Unravel Two - Review

Shadow dropping a new game is always a risky move, there is no build up, no chance for people to get excited, but that is what Coldwood Studios and Electronic Arts did with Unravel Two, but was it a bold move?

Unravel Two continues the story of Yarny, the little creature made from red yarn, but unlike the first, where the game started off light and got darker, before getting light again, Unravel Two starts out at its darkest and slowly builds towards the light. Yarny is on a boat, that is caught in some severe weather and finds himself getting thrown overboard and whilst trying to use his thread to pull himself back aboard, it snaps and he is washed away. Soon he wakes up on land and immediately meets up with a blue Yarny, who I shall now call Yarnold and both of them have looses threads, but when they meet, the threads combine and the two become woven together.

At its core, Unravel Two is a story about loss, but more than that, it is about finding light in the darkness and no matter what might be happening, there is always someone there to support you.
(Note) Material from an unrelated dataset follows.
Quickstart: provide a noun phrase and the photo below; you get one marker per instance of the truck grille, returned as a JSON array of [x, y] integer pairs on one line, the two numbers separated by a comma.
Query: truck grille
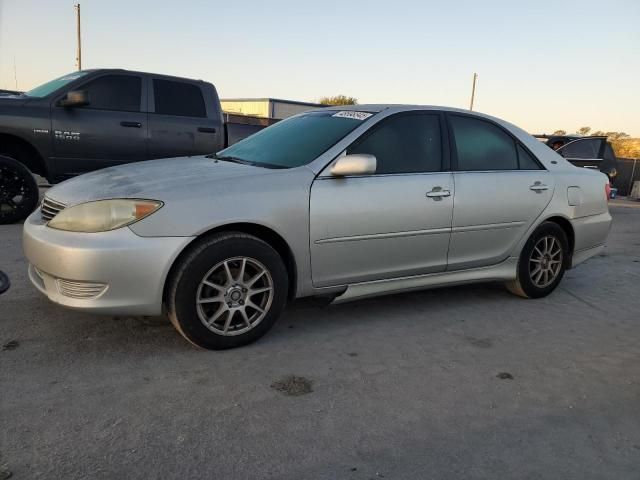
[[50, 208]]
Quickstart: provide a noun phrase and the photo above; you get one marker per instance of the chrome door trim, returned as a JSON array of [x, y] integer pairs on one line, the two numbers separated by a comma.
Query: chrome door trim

It is a strong message to be sure, but the game actually tells another story in the background, literally, while you play through the main story line, another story plays out in the background of the same levels and while no words are spoken, it is another strong message, about working together. The problem is with both stories, there is no clear explanation on what causes things to happen, or when they end, what was going on, its all up to your interpretation of what you are being shown.
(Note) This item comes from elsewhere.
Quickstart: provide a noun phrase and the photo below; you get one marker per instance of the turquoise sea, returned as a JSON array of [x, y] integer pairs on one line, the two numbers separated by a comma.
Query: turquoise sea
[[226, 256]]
One part where the game requires almost no explanation is in the gameplay, the experience from the first game, to the second is much more refined and provides a tighter experience across the board, but just none more so in the platforming. The game is first and foremost a platformer, with the occasional puzzle thrown in, which helps to break up the just running and jumping of the platforming parts. When you get to a puzzle, sometimes the solution is obvious, sometimes it is not, the good news, is that you can try again and again, as often as you want, in almost all puzzles, as there are no time constraints and only a few have danger about them.

Much like in the first game, you can swing yourself around, if you tie your thread to a point, but now, with the addition of Yarnold, you can do it from anywhere as well. As long as one character remains up high, the other character can lower themselves down and begin the process of swinging around, in fact there are a few times when you need to do that in concert, swapping back and forth between the two, in order to progress. Of course, if you play the game with a friend, you will each take control of one character each and then you need to work together to proceed, it is these parts, where you need to have the two characters working together, where the game shines the best.

Some puzzles will require you to stand in specific places, but as the thread that connects the two, is not limitless, there is a little trial and error, when trying to get both characters to the right spot. There are a few puzzles that require use of other items, to help you launch your self up, or getting to another ledge, these are fun and there is one in particular that requires some creative thinking to complete. The reason that you would want to make sure you master the skills, is that each stage has a number of extra sparks floating around, they are not hidden per say, but they do unlock more options after the game ends, also allows you to replay levels, once you have mastered some of the mode advanced moves.

The problem with the game though, is that it is short, even failing a number of times in a certain hot level, I beat the main game in just under 3 hours, which is crazy. While there are plenty of challenge stages to enjoy and as I said before, you can replay the levels to collect everything, the challenge stages can ramp up in difficulty quite quickly, the result being that you will likely stop playing them. I don’t want you to think that a short game is a bad thing, far from it, the problem is that while the game is short, combine it with the less than clear stories and the resulting feeling is one of just huh, rather than anything else. For my time with the game, by the time I was done, I did not feel any sense of accomplishment or such, just thinking, its over and then I moved on.

One aspect of the game, that I can get behind I the presentation, it blends more photo realistic looking spaces, with a heck of a lot of charm, something that many games fail to achieve, but Yarny and Yarnold sadly, don’t mix in so well. Walking through the wooded areas, there is plenty to see, lots of depth, light rays shining through the branches and such, it really is a sight, the problem is Yarny looks more plastic than anything, when you place him in front of things and pull the camera back. The times when the camera gets close to Yarny and Yarnold, you can see all the little fibres sticking out from them and they look right, but when the camera pulls back, they look wax-like and it’s strange.

The audio design however, is one I can get behind 100%, the score is a mix of quite and calm beats, but suitably ramps up, whenever the action does, but thankfully, it does not sound like its from another game, the themes still play through. A lot of the music comes from a Violin, which is strange to think of as the lead instrument, but when you are stuck, trying to work out a puzzle, having a nice soothing track behind the game, just playing softly, is a treat. There are no vocal performances here and I think that is another notch in the games favour, everything you see from the characters is conveyed via expressions and it works.

Unravel Two fixes a lot of the issues that people had with the first, namely tightening up the gameplay and adding a little more depth to it. The story, whilst starting out dark does get lighter as you progress and actually helps that the more you play, the happier you will feel and while the presentation is hard to knock a few issues with the characters cause a blemish upon, what is truly a great game, even if it’s short.